His short stories come easily, inspired in part from his avid reading - Hemingway, the "exuberance" of Gabriel Garcia Marquez, "the physicality and the realism" of Knut Hamsun. But when not at his typewriter or teaching at the gymnas he finds himself in thrall to "a new subdivision" in his life, namely "booze and hopes of fornication". Alcohol saps his inhibitions ("problems disappeared like blackboard chalk beneath a wet sponge") but frequent binges result in blackouts and disgrace. Romantic encounters, though many and often, culminate in sexual frustration and non-fulfilment.
Just as we are getting used to Knausgaard's rhythm and routines he jolts us by breaking off and taking us back to his last two adolescent years. He regales us with accounts of a school trip to a Danish island and a football training camp in Switzerland, the implications of his parents' divorce and visits to his grandparents, and evokes the angst suffered with his first love Hanne and the jubilation of his first job as a record reviewer for a small newspaper.
A 1980s soundtrack accompanies this middle section and there is a string of wild parties and happy alliances. But tempering the joy and highlighting Knausgaard's insecurities is the doom-like reappearance of his father. A new wife and child do nothing to regulate his mood swings and soon his sons are shocked by his increased drinking. At one point, Knausgaard the writer, aged 40, interrupts his own narrative to relate how after his father's death he discovered his notebooks. Throughout them all his father had registered his arguments, phone-calls and alcohol consumption. "I don't understand why he documented how much he drank," Knausgaard says. "It is as if he was logging his own demise."

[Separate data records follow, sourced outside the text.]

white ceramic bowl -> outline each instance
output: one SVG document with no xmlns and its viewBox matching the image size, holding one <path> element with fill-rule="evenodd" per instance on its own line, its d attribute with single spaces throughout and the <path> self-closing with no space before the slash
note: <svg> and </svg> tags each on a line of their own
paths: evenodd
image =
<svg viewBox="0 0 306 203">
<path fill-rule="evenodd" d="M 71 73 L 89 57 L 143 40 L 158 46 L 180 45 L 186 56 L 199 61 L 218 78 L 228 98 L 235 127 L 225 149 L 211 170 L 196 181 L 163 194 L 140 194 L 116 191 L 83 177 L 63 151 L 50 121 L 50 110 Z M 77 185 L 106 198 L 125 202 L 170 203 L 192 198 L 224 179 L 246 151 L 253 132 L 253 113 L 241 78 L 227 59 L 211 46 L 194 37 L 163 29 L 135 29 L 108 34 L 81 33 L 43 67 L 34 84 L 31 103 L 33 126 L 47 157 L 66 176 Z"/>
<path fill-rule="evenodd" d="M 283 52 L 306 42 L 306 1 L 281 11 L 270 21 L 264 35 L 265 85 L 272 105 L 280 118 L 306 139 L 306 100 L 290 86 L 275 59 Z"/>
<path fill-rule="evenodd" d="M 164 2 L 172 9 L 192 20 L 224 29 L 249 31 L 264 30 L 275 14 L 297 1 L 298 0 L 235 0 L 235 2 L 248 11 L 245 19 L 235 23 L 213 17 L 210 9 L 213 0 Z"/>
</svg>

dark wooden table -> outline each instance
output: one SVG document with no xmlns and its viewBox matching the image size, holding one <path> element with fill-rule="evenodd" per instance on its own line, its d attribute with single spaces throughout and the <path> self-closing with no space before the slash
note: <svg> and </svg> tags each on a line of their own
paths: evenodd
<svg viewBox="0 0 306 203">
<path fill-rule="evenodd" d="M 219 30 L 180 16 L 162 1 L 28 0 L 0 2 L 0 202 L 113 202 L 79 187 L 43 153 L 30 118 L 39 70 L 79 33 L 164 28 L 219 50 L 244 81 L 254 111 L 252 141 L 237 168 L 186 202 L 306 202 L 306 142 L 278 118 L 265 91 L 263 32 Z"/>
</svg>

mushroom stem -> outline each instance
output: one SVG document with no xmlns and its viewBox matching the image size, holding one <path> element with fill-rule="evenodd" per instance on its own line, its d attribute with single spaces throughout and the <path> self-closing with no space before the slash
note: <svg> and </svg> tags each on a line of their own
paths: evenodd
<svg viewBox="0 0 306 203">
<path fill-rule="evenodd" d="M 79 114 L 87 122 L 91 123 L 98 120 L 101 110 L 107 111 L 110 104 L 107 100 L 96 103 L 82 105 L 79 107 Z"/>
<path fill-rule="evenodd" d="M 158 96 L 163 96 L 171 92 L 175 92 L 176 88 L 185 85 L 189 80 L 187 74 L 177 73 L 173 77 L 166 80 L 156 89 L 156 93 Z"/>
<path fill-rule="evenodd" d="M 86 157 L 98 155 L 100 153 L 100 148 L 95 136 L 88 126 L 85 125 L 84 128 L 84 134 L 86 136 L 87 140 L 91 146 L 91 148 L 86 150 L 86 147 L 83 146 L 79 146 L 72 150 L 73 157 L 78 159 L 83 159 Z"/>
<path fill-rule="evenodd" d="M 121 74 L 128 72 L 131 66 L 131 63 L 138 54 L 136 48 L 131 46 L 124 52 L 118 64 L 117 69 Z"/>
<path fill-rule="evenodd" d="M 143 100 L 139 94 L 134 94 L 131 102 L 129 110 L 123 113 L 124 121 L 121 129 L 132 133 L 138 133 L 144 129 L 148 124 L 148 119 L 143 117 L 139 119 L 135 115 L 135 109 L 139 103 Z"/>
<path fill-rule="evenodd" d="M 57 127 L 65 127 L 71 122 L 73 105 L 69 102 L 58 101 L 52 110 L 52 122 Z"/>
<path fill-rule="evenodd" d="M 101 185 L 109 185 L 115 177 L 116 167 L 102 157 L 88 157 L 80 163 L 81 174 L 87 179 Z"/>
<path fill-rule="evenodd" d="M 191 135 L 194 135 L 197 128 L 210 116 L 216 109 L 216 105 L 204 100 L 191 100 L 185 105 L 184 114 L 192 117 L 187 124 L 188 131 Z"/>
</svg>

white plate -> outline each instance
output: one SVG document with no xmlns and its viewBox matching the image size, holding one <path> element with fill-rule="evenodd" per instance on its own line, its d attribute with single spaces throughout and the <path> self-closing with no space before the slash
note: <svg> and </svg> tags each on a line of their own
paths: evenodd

Knausgaard's turbulent relationship with his father is one of several unifying links in the My Struggle series. Dancing In The Dark also sees him reprising his long, meandering sentences, and continuing his trademark blend of the quotidian and the metaphysical. One minute he is telling us in exhaustive, finicky detail about his meals - "[I] boiled a whole packet of spaghetti, fried all the old potatoes I had in the fridge, and soon I was in the sitting room with a steaming mountain of spaghetti and browned potatoes on a plate in front of me, I applied ketchup liberally and wolfed it down" - and the next, on the same page, he is taking us deep inside a weird dream.
Newcomers to Knausgaard may feel inclined to run a mile from this seemingly incontinent, unedited and untelescoped prose. However, there is something strangely mesmeric about his minutiae-clogged storytelling, and we relish each insightful observation and candid declaration - the majority on this outing being avowals of love and lust, and a hilarious catalogue of sexual mishaps. Once again, thanks to Don Bartlett's expert translation, Knausgaard comes across as flawed, endearing, human, and his "struggle" feels vividly real.
How real all of it actually is, presumably the reader will never know. Knausgaard's books are classed not as memoir but fiction, although "fictionalised autobiography" might be more accurate. Whether fashioned from hard truth or with creative licence, it really doesn't matter when the end result is something so intense, so passionate and so compulsively readable.